Ein paar Jahre später. Ein familiär bedingter Umzug in den Vorort einer andalusischen Stadt stürzt mich in ein tiefes emotionales Loch. Ich sehne mich nach meinem verlorenen Londoner Großstadtleben. Glücklicherweise habe ich einen Arbeitsvertrag, der es mir ermöglicht, von allen EU-Ländern aus zu arbeiten, solange ich eine bestimmte Zeitspanne nicht überschreite. So entstand die Idee, einen Sommer lang von einer EU-Hauptstadt zur nächsten zu ziehen. Ein steuerrechtlich-kompatibles Nomadentum als Gegenmittel zum langweiligen Kleinstadtleben.
Von einer die auszog … Anfang Juni machen sich mein Freund und ich auf den Weg zur leeren Wohnung meiner Freundin in Madrid. Trotz meines 22,5 kg schweren Koffers fühle ich mich leicht. Mit meiner Yogamatte und meinem E-Reader im Gepäck bin ich mir sicher, dass ich überall wohnen kann, ohne auf meine liebsten Freizeitbeschäftigungen verzichten zu müssen. Diesen Sommer ist mein Zuhause überall dort wo es über einer Million Einwohnern gibt und genug Platz für ein Savasana.

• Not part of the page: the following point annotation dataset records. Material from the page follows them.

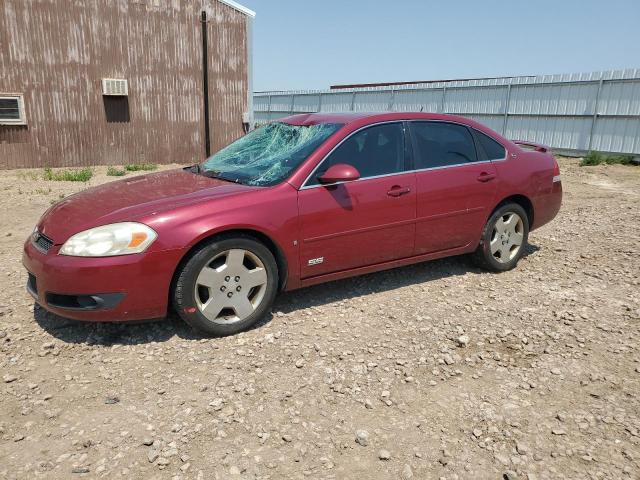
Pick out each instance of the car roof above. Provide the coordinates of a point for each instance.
(364, 118)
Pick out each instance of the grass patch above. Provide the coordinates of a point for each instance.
(116, 172)
(597, 158)
(137, 167)
(81, 175)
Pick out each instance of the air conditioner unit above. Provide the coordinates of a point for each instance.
(115, 87)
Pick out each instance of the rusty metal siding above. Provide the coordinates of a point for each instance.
(56, 52)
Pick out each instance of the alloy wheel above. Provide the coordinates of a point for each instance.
(507, 237)
(231, 286)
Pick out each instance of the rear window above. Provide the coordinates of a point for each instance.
(492, 149)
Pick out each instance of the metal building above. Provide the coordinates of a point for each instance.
(121, 81)
(573, 113)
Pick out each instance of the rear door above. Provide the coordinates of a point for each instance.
(364, 222)
(455, 186)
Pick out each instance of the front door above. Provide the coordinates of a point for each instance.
(364, 222)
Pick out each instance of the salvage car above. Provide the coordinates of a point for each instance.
(305, 200)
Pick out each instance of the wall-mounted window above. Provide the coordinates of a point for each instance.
(12, 110)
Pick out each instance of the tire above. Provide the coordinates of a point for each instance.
(218, 291)
(498, 250)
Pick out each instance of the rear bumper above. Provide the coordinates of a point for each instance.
(111, 289)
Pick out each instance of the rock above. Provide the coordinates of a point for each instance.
(384, 455)
(362, 438)
(152, 455)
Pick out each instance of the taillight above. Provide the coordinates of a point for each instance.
(556, 171)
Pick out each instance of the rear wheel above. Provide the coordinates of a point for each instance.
(504, 239)
(226, 286)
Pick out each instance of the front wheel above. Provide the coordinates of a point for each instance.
(226, 286)
(504, 239)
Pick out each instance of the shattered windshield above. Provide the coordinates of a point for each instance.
(268, 155)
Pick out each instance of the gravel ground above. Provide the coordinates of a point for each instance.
(437, 370)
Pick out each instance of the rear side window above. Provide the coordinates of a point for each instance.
(377, 150)
(441, 144)
(492, 149)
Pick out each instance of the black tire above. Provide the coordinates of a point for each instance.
(483, 257)
(184, 290)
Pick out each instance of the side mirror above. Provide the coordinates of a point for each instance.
(341, 172)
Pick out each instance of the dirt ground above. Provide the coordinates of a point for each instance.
(438, 370)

Madrid Nach ein paar Wochen in Madrid lasse ich den Gemüseschäler meiner Freundin über eine Aldi-Karotte gleiten und denke, dass dies die Magie des Lebens hier besser verkörpert als jedes der angesagten Hauptstadt-Cafés, in denen ich in den letzten Wochen gearbeitet habe. Statt der üblichen geraden Schalen zaubert das Werkzeug meiner Freundin gekräuselte Karottenspaghetti hervor, die mein Abendessen aufpeppen und nach Großzügigkeit schmecken.

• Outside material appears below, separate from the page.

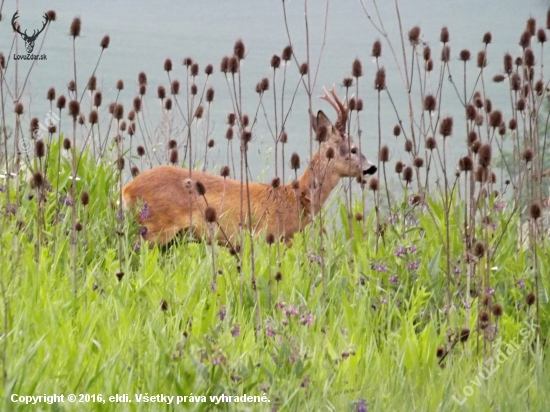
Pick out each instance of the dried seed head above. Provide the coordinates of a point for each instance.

Berlin Im Juli entfliehen wir Madrids endlosen Hitzewellen und kühlen uns in Deutschland mit einem richtigen Urlaub ab. Unsere Unterkunft heißt „Stayery“. Das unverbindliche Namensende und das als Coworking-Space gestaltete Foyer verkörpern treffend die Volatilität des digitalen Nomadenlebens, das ich mir vorgestellt hatte. In unserer winzigen provisorischen Küche verliebe ich mich in eine futuristische Knoblauchpresse. Die Knoblauchzehen platzen auf wie die Wochen konzentrierten Lebens, die vor uns liegen. Beim Treffen mit meinen neu-Berliner Schulfreunden wird mir klar, dass egal was für eine WLAN-Verbindung man hat, das Wichtigste ist, Menschen um sich zu haben, denen es nichts ausmacht, wenn man nach Knoblauch stinkt.

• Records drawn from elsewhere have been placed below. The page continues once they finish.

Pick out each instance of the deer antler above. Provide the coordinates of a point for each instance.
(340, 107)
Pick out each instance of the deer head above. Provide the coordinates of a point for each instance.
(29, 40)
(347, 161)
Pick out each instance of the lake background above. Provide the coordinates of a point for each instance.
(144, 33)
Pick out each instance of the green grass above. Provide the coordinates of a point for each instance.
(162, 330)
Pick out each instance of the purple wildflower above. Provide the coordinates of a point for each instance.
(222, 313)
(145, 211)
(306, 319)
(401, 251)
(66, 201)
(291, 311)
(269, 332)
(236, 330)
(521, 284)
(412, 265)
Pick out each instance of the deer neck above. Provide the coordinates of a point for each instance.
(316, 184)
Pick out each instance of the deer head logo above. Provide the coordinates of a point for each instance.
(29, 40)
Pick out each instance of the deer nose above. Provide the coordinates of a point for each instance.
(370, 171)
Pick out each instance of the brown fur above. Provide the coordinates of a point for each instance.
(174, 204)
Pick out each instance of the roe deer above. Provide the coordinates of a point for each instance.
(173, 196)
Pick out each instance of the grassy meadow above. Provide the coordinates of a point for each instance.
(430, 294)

Amsterdam Wir beenden unseren Nomadensommer im August, den wir in der Wohnung meiner Kollegin in Amsterdam verbringen, während sie im verreist ist. Vier Wochen lang tummeln wir uns in digitaler Nomadenmanier in den coolsten Bars. Das Highlight ist jedoch die niederländische Glasfaserkabel-Saga, wie ich sie nenne. Drei Wochen lang versucht der Energieversorger KPN neue Kabel in unserem Wohngebäude zu verlegen. Dafür müssen alle drei Mietparteien zu Hause sein und Zugang zu ihren Unterkünften gewähren. Nach intensiven Abstimmungen über Ozeane und Sprachbarrieren hinweg mit anderen Mietern, dem Hausbesitzer und dem KPN-Elektriker gipfelt das Abenteuer in einer Genugtuung, die man nur dann bekommt, wenn man sich gemeinsam in eine Aufgabe kniet.


Jeder kann ins Van Gogh Museum gehen, aber ich beherrsche jetzt die Kunst, ein Glasfaserkabel über einen niederländischen Gaszählerkasten zu verlegen.
Zurück nach Cádiz Während ich dies im Flugzeug zurück nach Andalusien schreibe, kann ich nicht sagen, dass ich weder bereit bin auf Dauer aus dem Koffer zu leben, noch in Cádiz heimisch zu werden. Aber ich habe jetzt eine neue Wahrnehmung dafür, wie gut es ist sich an Menschen und Orte zu binden, egal wie klein sie auch sein mögen. Also bin ich bereit Cádiz eine zweite Chance zu geben. Und wer weiß, vielleicht lerne ich sogar eine neue Freundin kennen, mit der ich einen Karottenschäler teilen kann.